MELDUNG

LG Lübeck bejaht einen 7 Jahren alten Anspruch eines Netzbetreibers auf Zahlung von Netzentgelten

In seinem Urteil vom 03.08.2020 (Az. 10 O 6/20) hat das LG Lübeck entschieden, dass die Zurückweisung einer Rechnung im Rahmen der Geschäftsprozesse zur Kundenbelieferung mit Elektrizität (GPKE) dem Eintritt der Fälligkeit entgegenstehe, weshalb ein derart geltend gemachter Anspruch nicht verjähren und daher auch Jahre später noch erfolgreich durchgesetzt werden könne.

Sachverhalt:

Die Klägerin, ein Netzbetreiber, schloss mit der Beklagten, einem Energielieferanten, im Jahr 2009 einen Lieferantenrahmenvertrag. Dieser regelte sowohl die Anwendbarkeit der GPKE als auch, dass Rechnungen und Abschläge frühestens 10 Werktage nach Zugang der Zahlungsaufforderung fällig werden.

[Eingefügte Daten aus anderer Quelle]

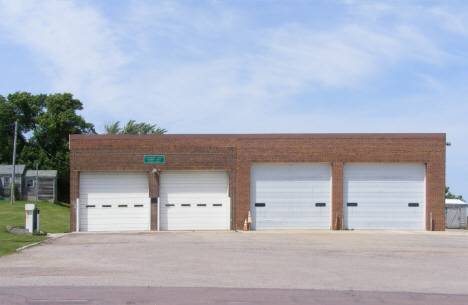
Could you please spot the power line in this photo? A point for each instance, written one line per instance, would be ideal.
(50, 154)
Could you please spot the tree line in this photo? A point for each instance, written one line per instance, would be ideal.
(44, 123)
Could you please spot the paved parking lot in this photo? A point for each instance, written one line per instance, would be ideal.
(386, 261)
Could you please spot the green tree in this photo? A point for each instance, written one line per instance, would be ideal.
(23, 108)
(449, 195)
(47, 120)
(133, 128)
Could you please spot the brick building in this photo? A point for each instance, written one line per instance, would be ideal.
(286, 181)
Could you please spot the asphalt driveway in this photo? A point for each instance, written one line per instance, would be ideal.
(387, 261)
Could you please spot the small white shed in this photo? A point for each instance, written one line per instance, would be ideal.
(455, 214)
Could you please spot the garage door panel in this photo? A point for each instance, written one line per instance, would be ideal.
(103, 192)
(290, 192)
(194, 200)
(382, 193)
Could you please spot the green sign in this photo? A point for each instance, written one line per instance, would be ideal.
(153, 159)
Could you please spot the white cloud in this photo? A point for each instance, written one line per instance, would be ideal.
(72, 43)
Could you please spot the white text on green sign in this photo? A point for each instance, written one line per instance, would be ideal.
(153, 159)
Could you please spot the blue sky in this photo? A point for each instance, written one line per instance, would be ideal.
(250, 66)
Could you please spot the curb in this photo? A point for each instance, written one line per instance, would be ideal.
(40, 242)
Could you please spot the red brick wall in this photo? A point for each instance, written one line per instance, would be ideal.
(236, 153)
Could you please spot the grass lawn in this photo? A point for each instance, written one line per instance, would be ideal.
(53, 218)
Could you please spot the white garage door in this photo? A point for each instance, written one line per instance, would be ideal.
(290, 196)
(384, 196)
(114, 201)
(194, 200)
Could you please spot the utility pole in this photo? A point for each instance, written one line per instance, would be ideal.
(12, 192)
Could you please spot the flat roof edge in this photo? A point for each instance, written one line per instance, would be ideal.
(261, 136)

Im Jahr 2011 übersandte die Klägerin mehrere Rechnungen an die Beklagte gemäß GPKE als sog. INVOIC-Nachrichten. Die Beklagte lehnte die Rechnungen mit einer sog. REMADV-Nachricht ab. Damit griff das in der GPKE geltende Alles-oder-Nichts-Prinzip (Ziffer 6 Nr. 4b GPKE a.F.), wonach eine INVOIC entweder vollumfänglich als richtig akzeptiert oder vollumfänglich abgelehnt wird. Erst in den Jahren 2015 und 2016 wiederholte die Klägerin den Vorgang. Die INVOIC-Nachrichten wurden wiederum von der Beklagten abgelehnt. Mit außergerichtlichen Schreiben vom 12.12.2018 wurde die Beklagte unter Fristsetzung erneut zur Zahlung aufgefordert. Da die Beklagte nach Zugang des außergerichtlichen Schreibens nicht zahlte, erhob die Klägerin Zahlungsklage. Die Beklagten erhob – wie bereits in der Vergangenheit – die Einrede der Verjährung und berief sich zudem auf eine Verwirkung des möglichen Zahlungsanspruchs.

Entscheidung:

Das LG Lübeck bejahte den Zahlungsanspruch des Netzbetreibers und verneinte das Vorliegen der Verjährungseinrede sowie eine Verwirkung der klägerischen Ansprüche.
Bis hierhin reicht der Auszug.